Nos enfants méritent mieux qu’une idéologie poussiéreuse.

« Nos enfants, avenir de notre société, méritent mieux que des amalgames et des caricatures idéologiques. » Le 17 septembre dernier (2013 NDLR), un Psychologue et Directeur de Centre de Réadaptation Ambulatoire (C.R.A.) concluait ainsi une carte blanche, reprochant à Infor-jeunes Laeken et au Président de la Ligue des Droits de l’Enfant des propos « manichéens » au sujet de l’orientation abusive d’enfants n’ayant absolument aucun handicap, vers l’enseignement spécialisé.

Nous affirmons, à notre tour que Nos enfants méritent mieux qu’une idéologie poussiéreuse. Nous pouvons comprendre que des professionnels défendent leur « job », et donc leur gamelle, mais certainement pas sur le dos des enfants et des familles les plus vulnérables socialement, en niant ou manipulant les faits scientifiquement établis depuis des années, tant par des recherches indépendantes que par la Commission de pilotage du système éducatif.

Rappelons le contexte. En quinze ans, le nombre d’élèves accueillis dans l’enseignement spécialisé a augmenté de 25,7 %, passant de 26 891 à 33 820 jeunes.
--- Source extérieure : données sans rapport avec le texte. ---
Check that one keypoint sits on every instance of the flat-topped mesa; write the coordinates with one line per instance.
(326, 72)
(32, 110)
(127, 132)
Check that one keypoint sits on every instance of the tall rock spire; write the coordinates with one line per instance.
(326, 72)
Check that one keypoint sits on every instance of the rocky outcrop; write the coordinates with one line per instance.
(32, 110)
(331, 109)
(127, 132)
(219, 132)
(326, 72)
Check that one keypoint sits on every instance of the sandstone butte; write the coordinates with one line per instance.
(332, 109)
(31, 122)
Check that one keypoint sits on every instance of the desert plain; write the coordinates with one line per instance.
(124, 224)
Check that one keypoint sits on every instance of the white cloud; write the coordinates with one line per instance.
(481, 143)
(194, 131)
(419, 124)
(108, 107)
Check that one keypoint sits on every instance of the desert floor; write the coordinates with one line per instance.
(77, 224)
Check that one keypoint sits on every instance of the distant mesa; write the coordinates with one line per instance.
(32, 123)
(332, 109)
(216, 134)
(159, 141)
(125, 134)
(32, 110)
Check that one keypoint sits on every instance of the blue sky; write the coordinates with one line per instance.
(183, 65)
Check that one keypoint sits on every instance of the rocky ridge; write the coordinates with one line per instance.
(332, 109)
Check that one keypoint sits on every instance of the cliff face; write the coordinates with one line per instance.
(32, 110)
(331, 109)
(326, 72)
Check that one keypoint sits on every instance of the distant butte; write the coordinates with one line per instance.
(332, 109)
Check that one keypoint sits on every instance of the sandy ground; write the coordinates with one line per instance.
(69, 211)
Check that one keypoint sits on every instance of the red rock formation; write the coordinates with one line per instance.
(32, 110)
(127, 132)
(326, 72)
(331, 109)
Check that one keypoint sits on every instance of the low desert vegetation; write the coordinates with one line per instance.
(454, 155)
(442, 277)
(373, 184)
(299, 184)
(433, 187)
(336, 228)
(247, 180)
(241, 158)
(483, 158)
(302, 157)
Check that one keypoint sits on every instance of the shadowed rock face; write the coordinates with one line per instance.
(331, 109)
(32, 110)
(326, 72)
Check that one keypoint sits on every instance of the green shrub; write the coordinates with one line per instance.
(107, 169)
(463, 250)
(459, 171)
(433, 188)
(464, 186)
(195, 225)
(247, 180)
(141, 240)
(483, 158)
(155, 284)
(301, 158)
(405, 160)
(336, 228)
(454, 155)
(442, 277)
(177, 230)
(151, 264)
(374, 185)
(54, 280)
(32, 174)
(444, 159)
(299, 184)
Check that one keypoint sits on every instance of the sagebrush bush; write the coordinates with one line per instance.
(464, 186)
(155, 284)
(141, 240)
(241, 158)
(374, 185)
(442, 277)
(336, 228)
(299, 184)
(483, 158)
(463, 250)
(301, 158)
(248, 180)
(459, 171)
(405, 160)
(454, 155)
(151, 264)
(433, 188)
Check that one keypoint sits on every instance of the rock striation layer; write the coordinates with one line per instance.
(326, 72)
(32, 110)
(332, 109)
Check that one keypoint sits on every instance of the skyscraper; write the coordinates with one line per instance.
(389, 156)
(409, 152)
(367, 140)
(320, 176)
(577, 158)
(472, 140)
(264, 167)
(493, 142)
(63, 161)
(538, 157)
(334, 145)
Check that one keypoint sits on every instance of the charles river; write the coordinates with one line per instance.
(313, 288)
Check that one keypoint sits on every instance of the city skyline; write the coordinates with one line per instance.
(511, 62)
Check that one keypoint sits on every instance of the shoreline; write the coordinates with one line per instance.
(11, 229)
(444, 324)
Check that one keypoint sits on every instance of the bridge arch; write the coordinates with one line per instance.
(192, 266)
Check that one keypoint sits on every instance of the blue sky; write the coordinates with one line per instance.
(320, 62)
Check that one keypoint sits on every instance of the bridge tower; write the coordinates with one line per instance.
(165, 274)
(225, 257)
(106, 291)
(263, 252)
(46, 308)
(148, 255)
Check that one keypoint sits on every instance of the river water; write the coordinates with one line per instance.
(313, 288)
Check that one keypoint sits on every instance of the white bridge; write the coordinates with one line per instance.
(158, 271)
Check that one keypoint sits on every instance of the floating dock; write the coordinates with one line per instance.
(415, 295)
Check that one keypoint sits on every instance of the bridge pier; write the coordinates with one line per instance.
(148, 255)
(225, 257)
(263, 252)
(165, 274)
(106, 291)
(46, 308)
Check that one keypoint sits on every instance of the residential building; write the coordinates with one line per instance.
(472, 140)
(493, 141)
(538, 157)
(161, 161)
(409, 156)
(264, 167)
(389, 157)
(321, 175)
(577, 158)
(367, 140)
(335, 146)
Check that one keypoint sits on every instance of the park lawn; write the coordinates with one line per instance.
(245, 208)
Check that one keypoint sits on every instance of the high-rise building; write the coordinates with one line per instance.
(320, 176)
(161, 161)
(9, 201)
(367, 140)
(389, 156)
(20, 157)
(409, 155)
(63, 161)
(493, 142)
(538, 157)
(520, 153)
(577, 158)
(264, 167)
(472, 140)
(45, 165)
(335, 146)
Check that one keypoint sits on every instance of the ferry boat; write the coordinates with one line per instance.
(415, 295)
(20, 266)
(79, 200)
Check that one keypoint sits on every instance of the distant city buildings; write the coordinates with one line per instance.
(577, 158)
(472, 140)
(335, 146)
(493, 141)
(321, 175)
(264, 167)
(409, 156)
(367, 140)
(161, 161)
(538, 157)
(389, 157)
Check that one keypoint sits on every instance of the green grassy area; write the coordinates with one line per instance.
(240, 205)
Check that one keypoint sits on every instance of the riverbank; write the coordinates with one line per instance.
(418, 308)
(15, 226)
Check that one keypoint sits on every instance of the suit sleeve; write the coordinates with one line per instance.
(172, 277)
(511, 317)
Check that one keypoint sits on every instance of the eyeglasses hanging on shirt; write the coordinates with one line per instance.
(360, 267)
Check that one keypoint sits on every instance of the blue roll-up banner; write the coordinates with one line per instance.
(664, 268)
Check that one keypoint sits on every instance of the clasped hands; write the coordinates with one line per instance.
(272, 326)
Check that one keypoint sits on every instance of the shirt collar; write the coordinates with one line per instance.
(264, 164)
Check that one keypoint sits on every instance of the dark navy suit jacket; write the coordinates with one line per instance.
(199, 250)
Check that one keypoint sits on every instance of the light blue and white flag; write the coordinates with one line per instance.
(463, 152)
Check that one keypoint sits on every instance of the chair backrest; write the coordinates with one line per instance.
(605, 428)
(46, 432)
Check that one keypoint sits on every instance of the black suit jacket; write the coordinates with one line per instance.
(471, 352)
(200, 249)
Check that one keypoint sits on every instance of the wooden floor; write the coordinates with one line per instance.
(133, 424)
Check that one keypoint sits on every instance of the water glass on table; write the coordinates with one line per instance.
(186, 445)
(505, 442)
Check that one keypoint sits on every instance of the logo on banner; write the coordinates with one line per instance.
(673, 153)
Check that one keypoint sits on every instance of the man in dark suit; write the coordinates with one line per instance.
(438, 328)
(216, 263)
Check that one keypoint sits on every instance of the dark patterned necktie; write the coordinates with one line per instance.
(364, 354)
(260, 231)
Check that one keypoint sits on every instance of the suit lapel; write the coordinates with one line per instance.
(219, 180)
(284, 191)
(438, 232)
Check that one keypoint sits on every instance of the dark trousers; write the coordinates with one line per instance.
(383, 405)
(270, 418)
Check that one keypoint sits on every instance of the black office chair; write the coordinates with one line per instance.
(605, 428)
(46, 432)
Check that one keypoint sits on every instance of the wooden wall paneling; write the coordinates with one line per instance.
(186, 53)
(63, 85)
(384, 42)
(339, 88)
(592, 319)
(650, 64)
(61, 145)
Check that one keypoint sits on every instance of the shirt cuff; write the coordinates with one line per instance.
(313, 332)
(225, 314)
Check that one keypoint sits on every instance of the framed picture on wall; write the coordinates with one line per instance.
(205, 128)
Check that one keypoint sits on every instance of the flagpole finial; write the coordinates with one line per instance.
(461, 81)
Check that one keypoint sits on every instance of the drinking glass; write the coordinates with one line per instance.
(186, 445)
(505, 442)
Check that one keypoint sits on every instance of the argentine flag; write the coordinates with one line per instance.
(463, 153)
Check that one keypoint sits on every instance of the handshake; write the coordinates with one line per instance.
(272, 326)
Cette augmentation est spécifique à certains « types » de l’enseignement spécialisé, à savoir les type 8 (troubles instrumentaux et troubles d’apprentissage) et type 1 (retard mental léger). Les raisons en sont connues ; elles ne découlent pas toujours d’une augmentation d’enfants porteurs de handicaps ou de troubles instrumentaux, mais plus souvent d’une orientation inadéquate des enfants de milieu socialement défavorisés. Autrement dit, la majorité des élèves qui sont orientés vers l’enseignement de T8 et de T1 n’y ont, tout simplement, pas leur place. Si cette réalité est majoritairement bruxelloise, affirmer que la Wallonie ne connaîtrait pas le même phénomène est faux. Il s’agit d‘un problème social qui n’épargne aucune province ou grande ville wallonne. La discrimination sur base de la précarité se moque des frontières régionales.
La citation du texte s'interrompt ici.